🤖 Model Card: InfiX-ai/InfiAlign-Qwen-7B-DPO

InfiAlign is a scalable and data-efficient post-training framework that combines supervised fine-tuning (SFT) and Direct Preference Optimization (DPO) with a high-quality data selection pipeline to enhance reasoning in large language models.

At the core of InfiAlign is a robust data selection pipeline that automatically curates high-quality alignment data from open-source reasoning datasets using multidimensional quality metrics. This pipeline enables significant performance gains while drastically reducing data requirements and remains extensible to new data sources.

When applied to the Qwen2.5-Math-7B-Base model, our SFT model achieves performance on par with DeepSeek-R1-Distill-Qwen-7B, while using only approximately 12% of the training data, and demonstrates strong generalization across diverse reasoning tasks.

Additional improvements are obtained through the application of Direct Preference Optimization (DPO), with particularly notable gains in mathematical reasoning tasks. The model achieves an average improvement of 3.89% on AIME 24/25 benchmarks.

🚀 InfiAlign Model Series

The InfiAlign framework offers multiple variants tailored for different alignment strategies:

InfiAlign-Qwen-7B-SFT: Fine-tuned using curriculum-style instruction data.
InfiAlign-Qwen-7B-DPO: Trained with Direct Preference Optimization (DPO) to improve reasoning alignment. [You are here!]
InfiAlign-Qwen-7B-R1: Reinforcement learning variant (GRPO) for further refinement.

📋 Model Description

Model Name: InfiAlign-Qwen-7B-DPO
Developed by: InfiX-ai
Fine-tuned from: InfiAlign-Qwen-7B-SFT
Model Type: 7B-parameter decoder-only Transformer
Context Length: 32K tokens
License: Apache 2.0
Status: Static checkpoint (offline training)

🏋️ Training Details

📊 Dataset Overview

Total of 10K curated samples across three core reasoning domains:

Domain	Curated Samples
Mathematics	3.5K
Code	3.5K
Science	3K

Each sample includes preference-ranked completions distilled from stronger teacher models, selected for difficulty and diversity.

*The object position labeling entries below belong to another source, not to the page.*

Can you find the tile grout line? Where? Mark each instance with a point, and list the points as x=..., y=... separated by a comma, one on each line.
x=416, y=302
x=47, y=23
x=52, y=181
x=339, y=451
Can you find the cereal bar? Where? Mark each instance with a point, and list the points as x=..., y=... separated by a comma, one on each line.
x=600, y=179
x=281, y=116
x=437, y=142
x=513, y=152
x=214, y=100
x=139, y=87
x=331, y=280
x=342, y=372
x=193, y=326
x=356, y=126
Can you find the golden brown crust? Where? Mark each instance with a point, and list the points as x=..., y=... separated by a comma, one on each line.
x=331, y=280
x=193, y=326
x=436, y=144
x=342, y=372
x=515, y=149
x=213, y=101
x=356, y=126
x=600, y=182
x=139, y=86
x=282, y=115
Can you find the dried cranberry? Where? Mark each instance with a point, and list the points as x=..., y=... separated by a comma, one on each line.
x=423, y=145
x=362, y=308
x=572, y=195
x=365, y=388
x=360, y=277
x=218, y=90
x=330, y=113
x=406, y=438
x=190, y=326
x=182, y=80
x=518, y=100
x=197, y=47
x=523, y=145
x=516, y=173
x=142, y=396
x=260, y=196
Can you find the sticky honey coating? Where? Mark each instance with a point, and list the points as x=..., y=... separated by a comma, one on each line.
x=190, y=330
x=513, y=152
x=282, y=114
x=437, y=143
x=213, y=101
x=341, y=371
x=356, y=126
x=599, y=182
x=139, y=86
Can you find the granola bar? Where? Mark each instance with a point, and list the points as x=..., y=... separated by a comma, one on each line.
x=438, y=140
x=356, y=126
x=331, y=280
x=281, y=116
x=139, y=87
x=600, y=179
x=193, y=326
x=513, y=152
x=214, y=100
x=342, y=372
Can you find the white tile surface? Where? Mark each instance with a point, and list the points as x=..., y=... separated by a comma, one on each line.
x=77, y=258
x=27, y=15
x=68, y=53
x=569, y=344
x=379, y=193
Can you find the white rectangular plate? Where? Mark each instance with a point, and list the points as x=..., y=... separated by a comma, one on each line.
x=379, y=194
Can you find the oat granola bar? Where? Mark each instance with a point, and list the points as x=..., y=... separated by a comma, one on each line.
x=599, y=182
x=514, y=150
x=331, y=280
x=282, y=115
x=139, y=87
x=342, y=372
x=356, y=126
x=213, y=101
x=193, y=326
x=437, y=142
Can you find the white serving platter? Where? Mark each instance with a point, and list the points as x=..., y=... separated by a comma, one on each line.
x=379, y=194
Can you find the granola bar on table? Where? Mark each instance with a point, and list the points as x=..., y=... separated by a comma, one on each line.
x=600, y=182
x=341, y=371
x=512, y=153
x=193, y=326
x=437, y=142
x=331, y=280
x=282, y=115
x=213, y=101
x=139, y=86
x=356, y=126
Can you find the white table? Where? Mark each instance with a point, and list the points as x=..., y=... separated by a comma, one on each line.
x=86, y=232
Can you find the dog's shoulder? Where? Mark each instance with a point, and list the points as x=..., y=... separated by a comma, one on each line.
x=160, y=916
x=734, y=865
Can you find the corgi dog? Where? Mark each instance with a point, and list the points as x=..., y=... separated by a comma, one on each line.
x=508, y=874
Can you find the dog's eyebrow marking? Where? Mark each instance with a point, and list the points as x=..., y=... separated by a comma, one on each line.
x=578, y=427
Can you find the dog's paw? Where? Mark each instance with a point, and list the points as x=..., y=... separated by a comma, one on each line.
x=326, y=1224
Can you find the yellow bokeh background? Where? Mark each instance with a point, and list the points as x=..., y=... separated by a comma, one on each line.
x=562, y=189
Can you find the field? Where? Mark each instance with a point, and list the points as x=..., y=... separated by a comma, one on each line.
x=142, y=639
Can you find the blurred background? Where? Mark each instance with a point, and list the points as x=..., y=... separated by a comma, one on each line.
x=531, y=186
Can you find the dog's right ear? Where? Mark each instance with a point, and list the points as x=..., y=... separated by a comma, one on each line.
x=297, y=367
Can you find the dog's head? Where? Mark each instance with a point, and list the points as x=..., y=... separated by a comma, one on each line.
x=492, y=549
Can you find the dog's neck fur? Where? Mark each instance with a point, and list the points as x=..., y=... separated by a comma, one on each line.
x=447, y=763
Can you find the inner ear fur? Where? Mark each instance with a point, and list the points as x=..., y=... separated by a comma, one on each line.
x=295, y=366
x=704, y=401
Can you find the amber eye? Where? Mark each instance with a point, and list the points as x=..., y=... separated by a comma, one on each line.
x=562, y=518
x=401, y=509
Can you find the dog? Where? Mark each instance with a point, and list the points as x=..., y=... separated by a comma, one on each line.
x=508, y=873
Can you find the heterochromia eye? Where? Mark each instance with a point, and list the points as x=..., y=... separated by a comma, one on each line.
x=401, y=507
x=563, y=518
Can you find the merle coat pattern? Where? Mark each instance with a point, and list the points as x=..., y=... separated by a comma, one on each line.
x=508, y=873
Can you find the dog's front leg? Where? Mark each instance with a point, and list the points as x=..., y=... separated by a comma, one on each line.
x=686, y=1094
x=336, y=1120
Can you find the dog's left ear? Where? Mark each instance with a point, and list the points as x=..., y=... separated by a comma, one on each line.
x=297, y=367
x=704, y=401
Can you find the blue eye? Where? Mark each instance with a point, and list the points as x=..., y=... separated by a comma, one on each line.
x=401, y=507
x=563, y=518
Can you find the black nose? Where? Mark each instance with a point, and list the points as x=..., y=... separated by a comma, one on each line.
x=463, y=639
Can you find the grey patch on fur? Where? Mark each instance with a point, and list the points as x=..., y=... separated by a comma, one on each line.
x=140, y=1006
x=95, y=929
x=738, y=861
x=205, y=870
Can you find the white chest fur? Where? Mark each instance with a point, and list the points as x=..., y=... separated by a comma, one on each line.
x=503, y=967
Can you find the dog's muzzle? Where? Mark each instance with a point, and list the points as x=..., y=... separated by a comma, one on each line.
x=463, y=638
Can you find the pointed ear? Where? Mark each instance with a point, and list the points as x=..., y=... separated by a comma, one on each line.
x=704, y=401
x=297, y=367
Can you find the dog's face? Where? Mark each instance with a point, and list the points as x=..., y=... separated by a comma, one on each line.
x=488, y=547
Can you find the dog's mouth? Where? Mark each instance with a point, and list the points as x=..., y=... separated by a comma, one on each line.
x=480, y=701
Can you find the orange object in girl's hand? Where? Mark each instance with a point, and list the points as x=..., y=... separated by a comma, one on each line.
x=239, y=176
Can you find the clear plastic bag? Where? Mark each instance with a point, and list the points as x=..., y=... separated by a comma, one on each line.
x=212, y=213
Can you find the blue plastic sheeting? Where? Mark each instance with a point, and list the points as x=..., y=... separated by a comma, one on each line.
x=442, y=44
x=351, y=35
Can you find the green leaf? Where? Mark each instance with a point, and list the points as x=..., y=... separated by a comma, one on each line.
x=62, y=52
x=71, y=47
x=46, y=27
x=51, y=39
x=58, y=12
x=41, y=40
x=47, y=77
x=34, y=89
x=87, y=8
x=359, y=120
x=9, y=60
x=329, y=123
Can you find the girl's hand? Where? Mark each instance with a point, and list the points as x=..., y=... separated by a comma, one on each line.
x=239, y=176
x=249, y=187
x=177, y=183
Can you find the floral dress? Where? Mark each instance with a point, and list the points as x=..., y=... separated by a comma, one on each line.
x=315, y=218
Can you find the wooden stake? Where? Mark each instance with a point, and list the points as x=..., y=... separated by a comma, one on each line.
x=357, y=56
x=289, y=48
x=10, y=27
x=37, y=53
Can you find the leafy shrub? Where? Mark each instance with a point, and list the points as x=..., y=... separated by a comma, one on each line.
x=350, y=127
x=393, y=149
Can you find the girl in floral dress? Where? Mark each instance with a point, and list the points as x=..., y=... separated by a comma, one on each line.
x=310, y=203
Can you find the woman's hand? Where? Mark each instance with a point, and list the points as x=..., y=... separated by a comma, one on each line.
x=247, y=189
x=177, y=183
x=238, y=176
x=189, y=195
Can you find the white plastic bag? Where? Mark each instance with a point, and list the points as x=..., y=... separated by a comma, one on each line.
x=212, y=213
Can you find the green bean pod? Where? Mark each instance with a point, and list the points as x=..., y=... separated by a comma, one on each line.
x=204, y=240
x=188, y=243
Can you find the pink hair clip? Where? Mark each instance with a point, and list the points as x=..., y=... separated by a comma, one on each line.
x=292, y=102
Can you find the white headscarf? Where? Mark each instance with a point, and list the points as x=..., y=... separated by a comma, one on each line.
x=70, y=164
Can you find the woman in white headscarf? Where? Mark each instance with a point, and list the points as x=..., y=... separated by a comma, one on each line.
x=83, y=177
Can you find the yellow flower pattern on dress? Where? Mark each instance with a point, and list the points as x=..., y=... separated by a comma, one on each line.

Data Source: OpenMathReasoning, Mixture-of-Thoughts, OpenScience

📊 Data Pipeline

Data Decontamination and Deduplication: Decontaminate data against evaluation benchmarks and deduplicate samples from the SFT training dataset.
Data Selection: We first utilize Qwen2.5-32B-Instruct to annotate each sample with domain-specific labels. For each category, we select the problems with the longest solution, representing the most challenging problems. Our SFT model then generates responses for these selected problems, which are used in the subsequent rejection sampling step.
Reject Sampling: We employ Qwen2.5-32B-Instruct to evaluate the SFT model's responses to math and science questions, and utilize an internal sandbox service to verify the correctness of code-related answers. For each domain, we select false samples with the longest solution lengths from each category, ensuring a balanced number of samples across categories. We directly use the solutions generated by DeepSeek-R1 as the positive samples, and pair them with the selected false samples to construct training pairs.

🏗️ Training Procedure

🧠 Alignment Algorithm: Direct Preference Optimization (DPO)

⚙️ Training Hyperparameters:

Hyperparameter	Value
Batch Size	16
Learning Rate	5e-7
LR Scheduler	cosine
Warmup Ratio	0.1
Epoch	3
Sequence Parallelism	4
Loss	sigmoid preference loss
Preference Beta	0.1

📊 Evaluation

We evaluate InfiAlign-Qwen-7B-DPO on a range of benchmarks to assess its reasoning, problem-solving, and code generation capabilities. All metrics are reported as Pass@1 under a consistent regex-based answer extraction pipeline, adapted from LIMO.

🧪 Benchmark Overview

AIME24 / AIME25: American Invitational Mathematics Examination problems (Olympiad-level high school math).
MATH500: Subset of the MATH dataset focused on complex mathematical reasoning.
GPQA (Graduate Physics QA): Advanced physics multiple-choice questions.
MMLU-Pro: Professional-level subset of the Massive Multitask Language Understanding benchmark.
LiveCodeBench: Code reasoning benchmark using real-world coding problems.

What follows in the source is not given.